Il doppio movente e il ‘precedente’

«Del resto, 15 anni prima la cognata della vittima Barbara Corvi, Angela Costantino, ha pagato con la vita il tradimento al marito. Ulteriore elemento significante è il mancato rinvenimento del corpo delle due donne. I misteri che avvolgevano le prime investigazioni sono stati chiariti anche grazie al contributo offerto da plurimi collaboratori di giustizia un tempo facenti parte del clan Lo Giudice, per intenderci quelli delle bombe ai giudici di Reggio Calabria del 2010. Il movente, come per Angela Costantino, è stato la gelosia, unitamente al tentativo, in parte riuscito, di spogliare dei suoi averi Barbara».

I depistaggi smentiti

Le indagini di Arma e Procura hanno portato anche a smascherare diversi depistaggi ed in particolare «la tesi dell’allontanamento volontario e il prosciugamento dei conti correnti di Barbara per garantirsi la fuga; la manipolazione del pc di Barbara per accreditare intenti suicidari il giorno prima della scomparsa; la tesi del chiarimento in casa il 27 ottobre 2009 di pomeriggio tra Barbara e il marito prima della scomparsa; le due cartoline spedite da Firenze il 5 ed il 6 novembre 2009 da Barbara ai figli; le vere ragioni della presenza di Roberto Lo Giudice a Reggio Calabria, appena 18 giorni dopo la scomparsa della moglie».

‘Scena muta’ nela giugno del 2020

«Infine – prosegue la Procura di Terni – le plurime e convergenti chiamate in reità da parte di attuali collaboratori di giustizia hanno consentito una lettura ragionata e coerente dei vari contributi istruttori, raccolti sia prima dell’archiviazione dell’inchiesta sia soprattutto dopo la riapertura delle indagini.

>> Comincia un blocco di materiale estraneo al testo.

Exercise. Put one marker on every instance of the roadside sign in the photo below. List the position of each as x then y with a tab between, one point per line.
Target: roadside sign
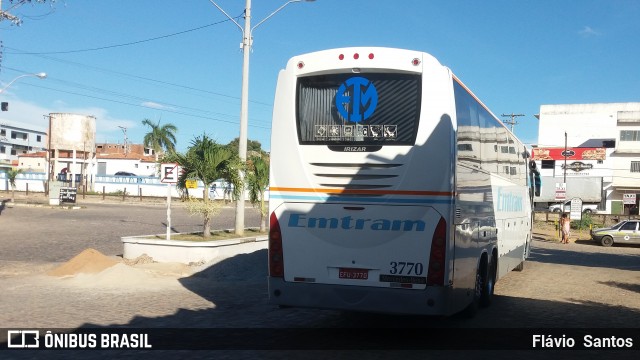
561	191
191	184
169	173
629	199
576	209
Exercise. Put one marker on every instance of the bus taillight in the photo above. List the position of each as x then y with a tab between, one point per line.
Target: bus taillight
435	276
276	265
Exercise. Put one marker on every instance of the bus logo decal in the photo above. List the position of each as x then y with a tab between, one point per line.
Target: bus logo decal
356	99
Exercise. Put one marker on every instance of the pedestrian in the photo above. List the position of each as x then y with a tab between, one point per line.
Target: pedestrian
565	227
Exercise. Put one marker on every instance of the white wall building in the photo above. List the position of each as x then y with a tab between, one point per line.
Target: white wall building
603	142
16	139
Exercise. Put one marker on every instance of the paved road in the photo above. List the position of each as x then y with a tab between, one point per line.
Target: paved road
563	286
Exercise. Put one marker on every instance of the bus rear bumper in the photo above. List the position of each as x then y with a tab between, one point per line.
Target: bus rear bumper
430	301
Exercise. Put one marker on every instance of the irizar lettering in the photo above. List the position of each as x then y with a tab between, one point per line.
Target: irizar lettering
349	223
355	148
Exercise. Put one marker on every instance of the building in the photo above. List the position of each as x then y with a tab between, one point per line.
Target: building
132	158
592	143
17	139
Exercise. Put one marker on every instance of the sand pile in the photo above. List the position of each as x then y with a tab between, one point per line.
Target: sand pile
89	261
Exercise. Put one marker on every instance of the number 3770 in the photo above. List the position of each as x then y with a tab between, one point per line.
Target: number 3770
406	268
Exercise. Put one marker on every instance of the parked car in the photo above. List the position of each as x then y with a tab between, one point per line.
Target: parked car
624	232
566	207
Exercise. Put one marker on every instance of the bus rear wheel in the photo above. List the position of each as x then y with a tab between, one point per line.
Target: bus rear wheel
483	289
488	285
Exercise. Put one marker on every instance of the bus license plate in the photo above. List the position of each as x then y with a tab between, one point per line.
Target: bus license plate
348	273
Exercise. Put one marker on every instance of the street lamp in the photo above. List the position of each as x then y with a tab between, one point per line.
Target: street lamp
247	39
39	75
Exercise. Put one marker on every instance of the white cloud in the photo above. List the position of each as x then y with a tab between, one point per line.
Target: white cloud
154	105
35	116
588	31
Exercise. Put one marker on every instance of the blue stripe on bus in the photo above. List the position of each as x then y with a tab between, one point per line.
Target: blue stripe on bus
362	199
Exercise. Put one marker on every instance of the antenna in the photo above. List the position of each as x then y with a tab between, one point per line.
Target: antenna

In conclusione, dopo un attento scrutinio degli atti istruttori raccolti in precedenza e riletti anche alla luce sia dell’attività tecnica investigativa condotta, sia del contributo offerto da collaboratori di giustizia qualificati, il compendio istruttorio si è colorato di gravità indiziaria convergente verso la persona dell’attuale indagato. Prudenza e rispetto delle garanzie, tuttavia, consigliano di sottolineare che la fase in cui ci troviamo è quella cautelare, in attesa del primo vaglio che potrà eventualmente provenire dall’interrogatorio di garanzia che sarà svolto a beve e che in precedenza, nonostante l’invito esteso al Lo Giudice da libero nello scorso mese di giugno, questi, come suo diritto, non ha inteso offrire avvalendosi della facoltà di non rispondere».

«Reticenze e omertà»

«Un’inchiesta – conclude la nota di palazzo Gazzoli – condotta tra reticenze, depistaggi e comportamenti omertosi nella migliore tradizione criminale, di natura squisitamente indiziaria che attende serenamente i successivi segmenti di verifica endoprocedimentale previsti a tutela e garanzia dell’indagato, rammentando che il pubblico ministero è tenuto svolgere indagini innanzitutto in suo favore e che, al cospetto di idonea ed adeguata gravità indiziaria ed in assenza di fattiva collaborazione da parte dell’indagato, in presenza altresì di esigenze cautelari di concreto ed attuale pericolo di inquinamento probatorio e di elevata probabililtà della commissione di reati della stessa specie, non può che soddisfare con lo strumento massimo di compromissione della libertà personale quale è la custodia cautelare in carcere».